If the display of affection had been edited by ESPN, Markman said, it would have been inconsistent with more than three decades of draft-day coverage that includes a long string of players kissing their girlfriends.
“We’re there to document the moment, not make a political statement,” he said.
Kate Ellis, president and CEO of the Gay and Lesbian Alliance Against Defamation (GLAAD), said she was thrilled that ESPN and the NFL Network carried the couple’s display of affection.
“As media and corporations continue to embrace and support LGBT people, it’s almost second nature that there isn’t a mechanism to think twice about, ‘Could that be controversial, is that overstepping?'” Ellis said.
The growth of gay marriage and news coverage of ceremony-sealing kisses by gay and lesbian couples has become increasingly commonplace. The quick pecks between Sam and Cammisano, were similar, but different.
Context is everything, and the context is the hyper-manly sport of football, where muscles and toughness reign and, until Sam, the only sexuality openly displayed was hetero.
“The definition of masculinity shifted today, whether consciously or not, because during the hyper-masculine NFL draft, a man kissed another man on national television. The NFL and the media are expanding everyone’s consciousness,” said Wade Davis, a former NFL player who is the executive director of You Can Play Project, an advocacy group aimed at getting homophobia out of sports.
To write off negative reaction as bigotry is to oversimplify it, Davis said.
“People are used to seeing two people being intimate during the NFL draft. Just not these two people,” said Davis, who is gay. “It’s not necessarily people being homophobic. I think people push back naturally because it’s so much out of the norm.”
Sam’s embrace of Cammisano was instinctive, not a plotted-out statement, said Howard Bragman, the vice chairman of Reputation.com and public relations expert has been working with Sam.

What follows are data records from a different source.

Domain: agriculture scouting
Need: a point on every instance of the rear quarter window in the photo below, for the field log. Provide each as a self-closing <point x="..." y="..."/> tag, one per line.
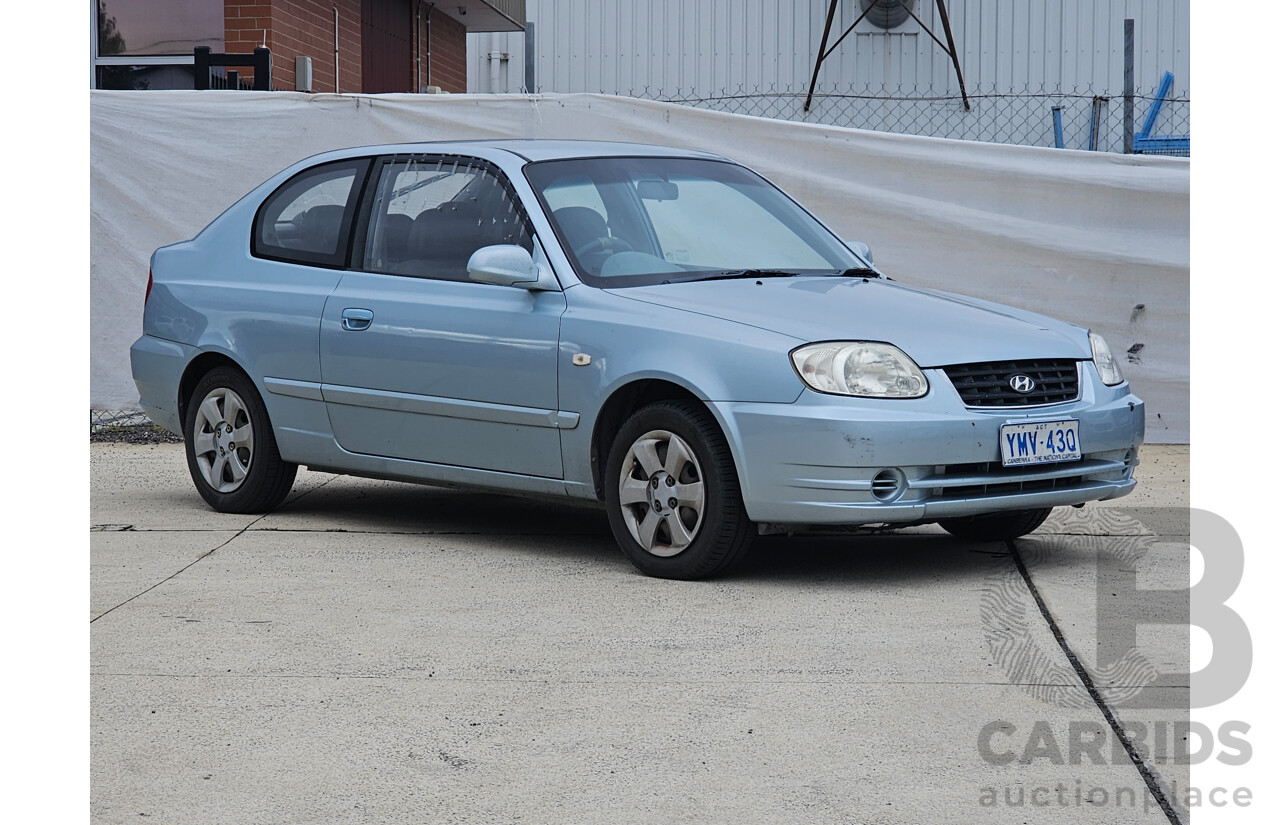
<point x="307" y="220"/>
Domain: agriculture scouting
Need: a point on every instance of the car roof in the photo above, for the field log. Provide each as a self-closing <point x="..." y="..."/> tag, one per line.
<point x="531" y="149"/>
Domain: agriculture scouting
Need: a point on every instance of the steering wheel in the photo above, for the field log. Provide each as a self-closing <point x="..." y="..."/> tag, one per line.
<point x="603" y="244"/>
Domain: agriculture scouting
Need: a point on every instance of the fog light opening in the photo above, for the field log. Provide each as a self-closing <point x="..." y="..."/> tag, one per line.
<point x="888" y="485"/>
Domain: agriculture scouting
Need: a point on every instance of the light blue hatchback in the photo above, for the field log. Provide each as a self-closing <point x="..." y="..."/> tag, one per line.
<point x="661" y="330"/>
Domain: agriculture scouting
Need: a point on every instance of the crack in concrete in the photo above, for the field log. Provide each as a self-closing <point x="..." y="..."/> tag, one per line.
<point x="202" y="557"/>
<point x="1087" y="682"/>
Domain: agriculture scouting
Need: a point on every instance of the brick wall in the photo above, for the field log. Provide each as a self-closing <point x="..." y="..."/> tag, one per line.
<point x="305" y="27"/>
<point x="293" y="28"/>
<point x="448" y="63"/>
<point x="246" y="23"/>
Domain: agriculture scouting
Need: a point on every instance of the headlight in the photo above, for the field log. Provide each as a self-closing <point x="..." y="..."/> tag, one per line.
<point x="863" y="369"/>
<point x="1106" y="363"/>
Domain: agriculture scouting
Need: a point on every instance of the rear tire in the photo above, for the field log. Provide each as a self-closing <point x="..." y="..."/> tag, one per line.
<point x="997" y="526"/>
<point x="672" y="494"/>
<point x="231" y="448"/>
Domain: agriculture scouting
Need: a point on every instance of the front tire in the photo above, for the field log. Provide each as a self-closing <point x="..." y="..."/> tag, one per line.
<point x="672" y="494"/>
<point x="997" y="526"/>
<point x="231" y="448"/>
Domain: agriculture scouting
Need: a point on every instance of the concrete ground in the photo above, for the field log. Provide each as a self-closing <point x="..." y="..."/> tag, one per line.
<point x="384" y="652"/>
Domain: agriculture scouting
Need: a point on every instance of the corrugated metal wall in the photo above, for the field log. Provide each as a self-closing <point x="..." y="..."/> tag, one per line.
<point x="717" y="49"/>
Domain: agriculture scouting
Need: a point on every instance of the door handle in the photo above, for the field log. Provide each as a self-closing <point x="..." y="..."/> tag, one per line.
<point x="356" y="320"/>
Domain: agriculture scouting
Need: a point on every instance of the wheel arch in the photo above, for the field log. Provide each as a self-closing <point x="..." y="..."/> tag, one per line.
<point x="624" y="402"/>
<point x="199" y="367"/>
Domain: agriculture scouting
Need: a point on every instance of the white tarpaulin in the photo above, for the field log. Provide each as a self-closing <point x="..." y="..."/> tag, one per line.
<point x="1095" y="238"/>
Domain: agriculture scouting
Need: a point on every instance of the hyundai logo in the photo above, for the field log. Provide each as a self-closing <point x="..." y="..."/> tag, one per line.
<point x="1023" y="384"/>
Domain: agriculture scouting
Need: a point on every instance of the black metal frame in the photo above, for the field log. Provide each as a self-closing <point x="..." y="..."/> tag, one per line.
<point x="950" y="46"/>
<point x="260" y="60"/>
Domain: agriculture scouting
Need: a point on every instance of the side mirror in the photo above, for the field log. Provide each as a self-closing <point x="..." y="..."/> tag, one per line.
<point x="862" y="251"/>
<point x="504" y="265"/>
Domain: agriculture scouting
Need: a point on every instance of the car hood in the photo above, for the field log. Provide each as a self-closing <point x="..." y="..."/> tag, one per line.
<point x="933" y="328"/>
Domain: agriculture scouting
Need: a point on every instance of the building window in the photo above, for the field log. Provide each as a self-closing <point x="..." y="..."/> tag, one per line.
<point x="150" y="44"/>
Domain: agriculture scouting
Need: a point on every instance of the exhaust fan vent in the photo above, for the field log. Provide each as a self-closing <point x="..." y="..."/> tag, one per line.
<point x="886" y="13"/>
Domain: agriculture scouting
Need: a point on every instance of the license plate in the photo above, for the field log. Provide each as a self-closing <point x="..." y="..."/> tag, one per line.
<point x="1040" y="443"/>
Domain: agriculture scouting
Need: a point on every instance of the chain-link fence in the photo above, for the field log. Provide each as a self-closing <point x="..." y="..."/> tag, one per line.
<point x="1089" y="119"/>
<point x="126" y="425"/>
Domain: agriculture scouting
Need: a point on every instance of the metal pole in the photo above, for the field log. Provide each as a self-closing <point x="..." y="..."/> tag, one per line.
<point x="822" y="53"/>
<point x="530" y="59"/>
<point x="951" y="49"/>
<point x="1128" y="86"/>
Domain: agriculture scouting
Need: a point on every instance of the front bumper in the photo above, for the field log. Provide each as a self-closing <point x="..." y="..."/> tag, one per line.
<point x="828" y="459"/>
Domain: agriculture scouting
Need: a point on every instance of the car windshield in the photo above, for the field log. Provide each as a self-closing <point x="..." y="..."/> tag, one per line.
<point x="629" y="221"/>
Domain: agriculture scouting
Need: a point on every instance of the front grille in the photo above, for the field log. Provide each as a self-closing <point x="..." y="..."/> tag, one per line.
<point x="988" y="384"/>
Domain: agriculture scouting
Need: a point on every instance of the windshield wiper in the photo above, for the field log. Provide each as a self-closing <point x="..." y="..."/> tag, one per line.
<point x="730" y="274"/>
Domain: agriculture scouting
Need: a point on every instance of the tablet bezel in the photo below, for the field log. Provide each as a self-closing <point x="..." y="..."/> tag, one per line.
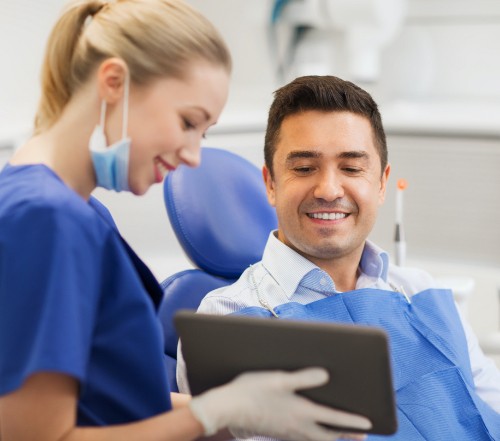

“Once you make that leap as a gay person (to come out), you want to live your life openly and freely and not use a filter of what’s appropriate according to social norms,” Bragman said Saturday, adding, “If today is about anything, it’s about being able to do that and being authentic.”
Reaction to the video was mostly positive, Muriano said, although he acknowledged that the expression of gay affection is at odds with some people’s beliefs. Some online postings deplored the kiss as inappropriate for family viewing; others were even harsher in their distaste.
But it’s inevitable, Muriano said, that for football and sports in general “it’s an image that will last.”
Sam, who was not certain to be drafted and was taken with the 249th overall pick out of 256, still has to prove himself to make the team. But he’s already helping to make a difference off the field.
When Markman’s wife explained to their 7-year-old son that dad was busy working on something that was controversial, Sam’s kiss on TV, the boy replied: “Is it because they’re not married?”